昨日の投稿でも触れた882Oバランサーのネジの締め具合ですが、その日の自分の調子によってベストな締め具合が違うということを書きましたが、自分の調子以外にも演奏する部屋の響き方によってもベストなネジの締め具合が違うようです。この数日の検証では、広くてよく響く部屋ではネジをキツく締めた方が良く、逆に狭く響かないデッドな部屋ではネジを緩めにした方が良さそうです。もっと具体的に説明すると、広く響く部屋では、ネジをキツく締めることによって、主管近辺での響きが抑えられることにより、硬質でブライトな力強い音色となり、部屋全体を響かせることが出来ます。その反対に、狭く響かない部屋では、ネジを緩めて抵抗を弱め、主管近辺で響きを解放する(響かせる)ようにすることにより、柔らかくて太い音色となり、耳ざわりの良いソフトな音色となります。おそらく、他人に聞こえる音としては、それ程の差は無いのかもしれませんが、吹いている本人にはネジの締め具合の違いによる音色、吹奏感の違いはかなり大きく感じます。特に狭く響かない部屋で吹く時にネジをキツく締めていると、もの凄く強い抵抗感があり、吹きにくく感じます。
更にネジの締め具合では、以下の画像のような締め具合と、
こちらの画像とでは、
2番目の画像の方が1/8回転(3mm程度)だけネジを緩めているのですが、たったこれだけの違いでも音色、吹奏感は随分と違います。

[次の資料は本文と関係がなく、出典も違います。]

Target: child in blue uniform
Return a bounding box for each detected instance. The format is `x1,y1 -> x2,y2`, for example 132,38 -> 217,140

「そんな、3mm程度のネジの締め具合で音色は変わらんでしょ!」と思う人もいると思いますが、697Zという楽器は繊細な楽器なので、ほんのちょっとした調整の違いだけでも音色、吹奏感に影響するんですよねぇ。それだけに、とても繊細で微妙な表現を出しやすい楽器とも言えます。そんな所が僕が特別に697Zを好む理由です。このような繊細さは残念ながら現行モデルの897Zでは薄れてしまっています。
ネジ締めのたった3mmの違い(本当は1mmでも違いますが)にこだわる所は、やはりマスタリングエンジニア気質の部分が影響しているのかもしれませんね。実際、マスタリングの仕事では、顕微鏡で音を見るような非常に微妙な音質調整が必要ですからね。
引き続き、ネジのベストな締め具合について研究します。
夏休みは無いけど、今年の夏の自由研究テーマです。